De facto, a nosso ver, o STJ acaba por sustentar, ainda que de forma pouco clara, que o prazo de renovação de três anos tem natureza supletiva. No final de contas, concordamos com essa conclusão, que nos parece ser a interpretação mais apropriada da norma. No entanto, discordamos da fundamentação exarada pelo STJ, que não é clara e, na senda da posição do Conselheiro J. Pinto Furtado, associa a supletividade da norma à necessidade da decorrência prévia de um prazo inicial mínimo de três anos para a renovação do contrato ao abrigo do artigo 1096.º, n.º 1.

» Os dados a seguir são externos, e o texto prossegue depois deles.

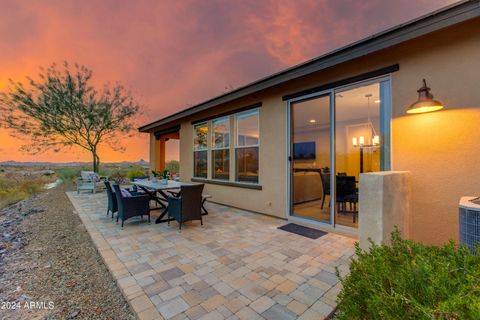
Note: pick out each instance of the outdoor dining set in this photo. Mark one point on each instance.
(176, 201)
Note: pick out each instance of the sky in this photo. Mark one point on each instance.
(172, 54)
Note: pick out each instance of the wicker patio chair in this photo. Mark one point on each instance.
(112, 205)
(187, 206)
(132, 206)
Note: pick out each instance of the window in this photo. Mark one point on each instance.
(221, 148)
(247, 145)
(200, 134)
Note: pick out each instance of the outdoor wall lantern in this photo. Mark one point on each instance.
(425, 102)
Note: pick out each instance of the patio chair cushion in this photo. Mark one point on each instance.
(95, 178)
(125, 193)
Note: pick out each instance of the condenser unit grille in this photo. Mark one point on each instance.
(469, 227)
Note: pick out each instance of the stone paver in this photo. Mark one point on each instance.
(238, 265)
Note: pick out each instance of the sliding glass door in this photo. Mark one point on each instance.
(334, 137)
(311, 137)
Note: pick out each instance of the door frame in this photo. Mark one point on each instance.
(386, 164)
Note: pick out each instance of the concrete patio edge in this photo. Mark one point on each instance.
(117, 268)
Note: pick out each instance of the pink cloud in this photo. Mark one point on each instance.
(174, 53)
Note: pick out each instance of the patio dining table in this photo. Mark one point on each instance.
(157, 192)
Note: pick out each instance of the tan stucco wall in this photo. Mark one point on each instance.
(440, 149)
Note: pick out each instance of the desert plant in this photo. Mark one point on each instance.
(68, 174)
(136, 173)
(409, 280)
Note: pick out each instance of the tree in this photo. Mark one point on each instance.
(62, 109)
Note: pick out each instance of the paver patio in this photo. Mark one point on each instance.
(236, 266)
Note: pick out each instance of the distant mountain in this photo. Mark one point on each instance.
(12, 163)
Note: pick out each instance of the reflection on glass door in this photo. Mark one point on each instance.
(310, 152)
(359, 143)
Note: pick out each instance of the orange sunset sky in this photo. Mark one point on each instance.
(171, 54)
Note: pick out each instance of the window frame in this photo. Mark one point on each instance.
(233, 146)
(204, 149)
(236, 146)
(215, 148)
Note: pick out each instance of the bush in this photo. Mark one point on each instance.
(409, 280)
(136, 173)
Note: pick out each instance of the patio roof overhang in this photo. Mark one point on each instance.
(434, 21)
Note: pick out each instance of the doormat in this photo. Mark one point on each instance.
(302, 231)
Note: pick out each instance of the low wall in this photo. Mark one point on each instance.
(385, 202)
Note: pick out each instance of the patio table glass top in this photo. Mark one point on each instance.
(160, 186)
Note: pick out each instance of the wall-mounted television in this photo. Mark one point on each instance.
(304, 150)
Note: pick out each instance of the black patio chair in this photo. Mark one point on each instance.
(112, 205)
(187, 206)
(325, 177)
(133, 206)
(347, 193)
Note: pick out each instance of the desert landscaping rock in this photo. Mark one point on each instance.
(46, 256)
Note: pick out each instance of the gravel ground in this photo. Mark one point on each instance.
(47, 257)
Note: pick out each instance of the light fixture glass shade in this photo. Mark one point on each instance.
(425, 102)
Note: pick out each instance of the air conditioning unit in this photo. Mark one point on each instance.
(469, 221)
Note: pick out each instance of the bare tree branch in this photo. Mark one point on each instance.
(62, 109)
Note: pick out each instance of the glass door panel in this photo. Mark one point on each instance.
(310, 158)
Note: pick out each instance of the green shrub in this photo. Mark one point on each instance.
(409, 280)
(136, 173)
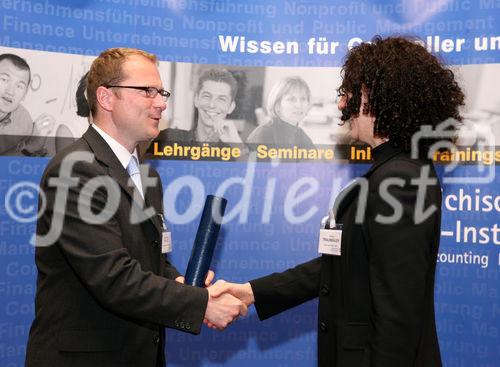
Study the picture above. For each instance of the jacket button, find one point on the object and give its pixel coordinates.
(324, 290)
(323, 326)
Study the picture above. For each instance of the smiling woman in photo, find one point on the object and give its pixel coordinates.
(287, 105)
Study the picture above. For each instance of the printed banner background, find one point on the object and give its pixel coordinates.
(274, 208)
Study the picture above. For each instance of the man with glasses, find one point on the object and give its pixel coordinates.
(104, 290)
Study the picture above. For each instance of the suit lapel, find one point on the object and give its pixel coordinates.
(107, 158)
(349, 203)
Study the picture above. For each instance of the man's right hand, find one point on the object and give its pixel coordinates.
(223, 309)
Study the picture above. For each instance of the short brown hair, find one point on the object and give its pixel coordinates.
(220, 76)
(107, 70)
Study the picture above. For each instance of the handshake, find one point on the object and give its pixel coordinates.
(226, 302)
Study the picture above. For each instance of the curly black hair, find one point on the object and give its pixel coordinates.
(405, 85)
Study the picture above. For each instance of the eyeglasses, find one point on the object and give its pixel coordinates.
(151, 92)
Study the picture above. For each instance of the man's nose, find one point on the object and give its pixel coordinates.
(159, 102)
(341, 104)
(10, 88)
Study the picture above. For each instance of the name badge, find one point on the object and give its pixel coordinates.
(330, 241)
(166, 242)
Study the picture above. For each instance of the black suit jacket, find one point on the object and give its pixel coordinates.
(105, 291)
(376, 300)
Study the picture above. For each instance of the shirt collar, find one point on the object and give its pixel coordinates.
(6, 120)
(120, 151)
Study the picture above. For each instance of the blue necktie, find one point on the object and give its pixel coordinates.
(135, 173)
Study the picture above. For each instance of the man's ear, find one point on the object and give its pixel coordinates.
(231, 108)
(105, 98)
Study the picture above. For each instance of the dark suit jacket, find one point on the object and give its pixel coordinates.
(104, 291)
(376, 300)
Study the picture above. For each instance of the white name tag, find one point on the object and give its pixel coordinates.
(166, 242)
(330, 241)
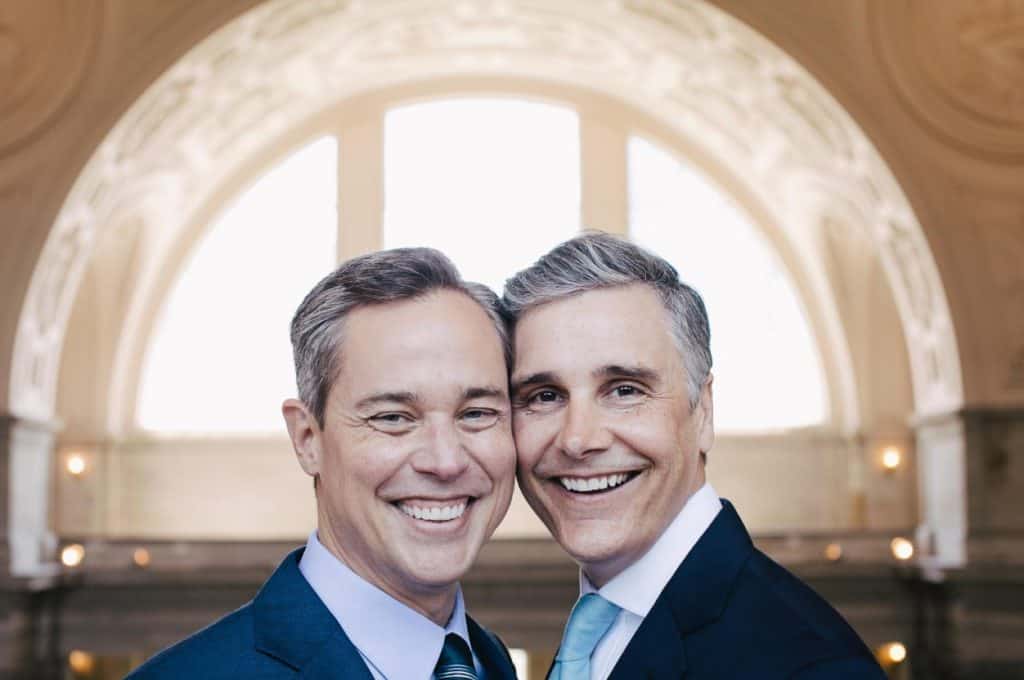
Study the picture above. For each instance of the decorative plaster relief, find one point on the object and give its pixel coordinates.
(958, 67)
(46, 46)
(695, 69)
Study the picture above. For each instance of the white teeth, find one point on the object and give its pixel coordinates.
(593, 483)
(434, 514)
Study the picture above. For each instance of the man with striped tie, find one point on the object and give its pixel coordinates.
(611, 393)
(403, 423)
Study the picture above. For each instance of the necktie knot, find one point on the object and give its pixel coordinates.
(591, 619)
(456, 662)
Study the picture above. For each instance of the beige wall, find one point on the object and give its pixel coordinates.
(942, 112)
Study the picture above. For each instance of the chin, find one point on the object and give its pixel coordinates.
(589, 549)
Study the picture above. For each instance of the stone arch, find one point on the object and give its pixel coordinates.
(702, 73)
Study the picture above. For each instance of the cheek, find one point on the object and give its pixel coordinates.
(495, 450)
(532, 435)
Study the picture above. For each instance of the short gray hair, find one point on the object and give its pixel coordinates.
(593, 260)
(388, 275)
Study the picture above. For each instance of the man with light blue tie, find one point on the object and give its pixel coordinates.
(611, 394)
(403, 422)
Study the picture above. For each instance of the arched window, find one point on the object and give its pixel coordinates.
(767, 369)
(220, 358)
(494, 183)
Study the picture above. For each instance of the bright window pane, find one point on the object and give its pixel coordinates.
(494, 183)
(220, 358)
(767, 367)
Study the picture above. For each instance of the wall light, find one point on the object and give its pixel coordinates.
(81, 663)
(902, 548)
(73, 555)
(76, 464)
(891, 458)
(140, 557)
(894, 652)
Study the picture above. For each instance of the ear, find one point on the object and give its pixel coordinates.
(705, 415)
(305, 434)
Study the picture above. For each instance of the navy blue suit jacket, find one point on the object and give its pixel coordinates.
(731, 612)
(287, 632)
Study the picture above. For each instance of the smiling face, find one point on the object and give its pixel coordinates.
(416, 459)
(609, 449)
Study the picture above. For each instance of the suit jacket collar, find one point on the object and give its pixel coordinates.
(696, 595)
(293, 626)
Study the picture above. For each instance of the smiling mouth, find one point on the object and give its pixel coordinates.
(596, 484)
(434, 511)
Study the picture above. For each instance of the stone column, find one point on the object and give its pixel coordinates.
(942, 487)
(27, 564)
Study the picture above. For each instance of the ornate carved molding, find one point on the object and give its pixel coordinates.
(958, 67)
(690, 66)
(46, 47)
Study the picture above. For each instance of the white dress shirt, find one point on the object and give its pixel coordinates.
(395, 641)
(639, 585)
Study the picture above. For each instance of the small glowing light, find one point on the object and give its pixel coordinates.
(895, 652)
(891, 458)
(902, 549)
(76, 464)
(81, 662)
(73, 555)
(140, 557)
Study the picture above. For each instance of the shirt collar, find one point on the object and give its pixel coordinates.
(638, 586)
(371, 618)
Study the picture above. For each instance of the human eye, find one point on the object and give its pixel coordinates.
(626, 392)
(544, 398)
(479, 418)
(391, 422)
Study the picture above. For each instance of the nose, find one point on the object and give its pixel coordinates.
(442, 455)
(584, 431)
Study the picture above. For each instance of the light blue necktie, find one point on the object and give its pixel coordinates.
(591, 619)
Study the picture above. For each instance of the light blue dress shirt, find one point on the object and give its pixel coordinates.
(395, 641)
(638, 586)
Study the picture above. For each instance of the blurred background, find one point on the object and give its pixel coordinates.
(841, 180)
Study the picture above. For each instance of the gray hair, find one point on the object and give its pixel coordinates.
(388, 275)
(594, 260)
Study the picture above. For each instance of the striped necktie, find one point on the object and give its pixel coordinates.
(456, 662)
(591, 619)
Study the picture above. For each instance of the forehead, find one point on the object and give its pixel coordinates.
(442, 338)
(626, 326)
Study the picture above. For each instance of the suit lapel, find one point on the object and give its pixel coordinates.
(696, 595)
(293, 626)
(491, 651)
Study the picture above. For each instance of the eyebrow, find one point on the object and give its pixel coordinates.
(386, 397)
(482, 392)
(535, 379)
(640, 373)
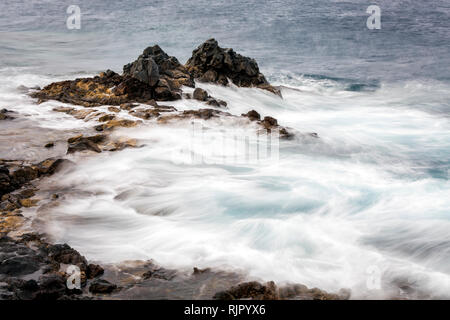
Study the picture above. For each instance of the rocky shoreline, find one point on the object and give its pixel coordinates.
(33, 268)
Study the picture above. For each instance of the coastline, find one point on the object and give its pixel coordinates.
(34, 268)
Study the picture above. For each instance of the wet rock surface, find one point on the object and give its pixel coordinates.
(32, 269)
(269, 291)
(211, 63)
(155, 75)
(14, 174)
(5, 114)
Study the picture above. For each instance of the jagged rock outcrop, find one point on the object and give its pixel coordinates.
(161, 71)
(108, 88)
(211, 63)
(155, 75)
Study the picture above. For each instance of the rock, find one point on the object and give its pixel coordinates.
(269, 122)
(83, 145)
(200, 94)
(107, 117)
(252, 115)
(159, 273)
(4, 116)
(63, 253)
(124, 123)
(94, 270)
(108, 88)
(113, 109)
(171, 71)
(102, 286)
(144, 69)
(211, 63)
(51, 287)
(198, 271)
(128, 106)
(250, 290)
(163, 73)
(28, 203)
(19, 265)
(50, 166)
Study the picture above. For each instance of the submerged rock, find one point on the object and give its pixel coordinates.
(102, 287)
(201, 95)
(108, 88)
(252, 115)
(250, 290)
(4, 114)
(162, 72)
(211, 63)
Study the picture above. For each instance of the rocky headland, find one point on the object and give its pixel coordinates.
(32, 267)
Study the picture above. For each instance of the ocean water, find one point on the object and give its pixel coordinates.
(366, 206)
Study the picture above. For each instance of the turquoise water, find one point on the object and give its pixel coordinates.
(373, 191)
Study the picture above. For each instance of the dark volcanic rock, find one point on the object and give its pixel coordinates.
(144, 69)
(14, 174)
(94, 270)
(250, 290)
(211, 63)
(200, 94)
(102, 286)
(108, 88)
(4, 114)
(252, 115)
(162, 72)
(63, 253)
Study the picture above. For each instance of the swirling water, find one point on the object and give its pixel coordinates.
(370, 197)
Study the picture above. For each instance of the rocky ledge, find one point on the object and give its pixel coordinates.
(157, 76)
(33, 268)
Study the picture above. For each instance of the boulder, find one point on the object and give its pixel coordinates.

Salvo melhor opinião, a consagração de tal prazo inicial mínimo não tem correspondência na letra da lei, resultando da confusão de conceitos distintos. O facto de nos termos do disposto no artigo 1097.º, n.º 3, a oposição à primeira renovação do contrato, deduzida pelo senhorio, só produzir efeitos decorridos três anos da celebração do mesmo, não obriga a um prazo inicial mínimo de três anos. De outro modo, poder-se-ia dar o caso de o arrendatário não se poder opor à renovação de um contrato com renovação automática celebrado pelo prazo inicial de um ou dois anos, o que resultaria numa limitação dos direitos do arrendatário que, atendendo aos objetivos da Lei 13/2019, nos parece difícil de sustentar.
Em suma, esta decisão do STJ não elimina as dúvidas que pairam sobre o regime da renovação automática de contratos de arrendamento para fins habitacionais, antes evidencia as dificuldades interpretativas que a letra da lei coloca.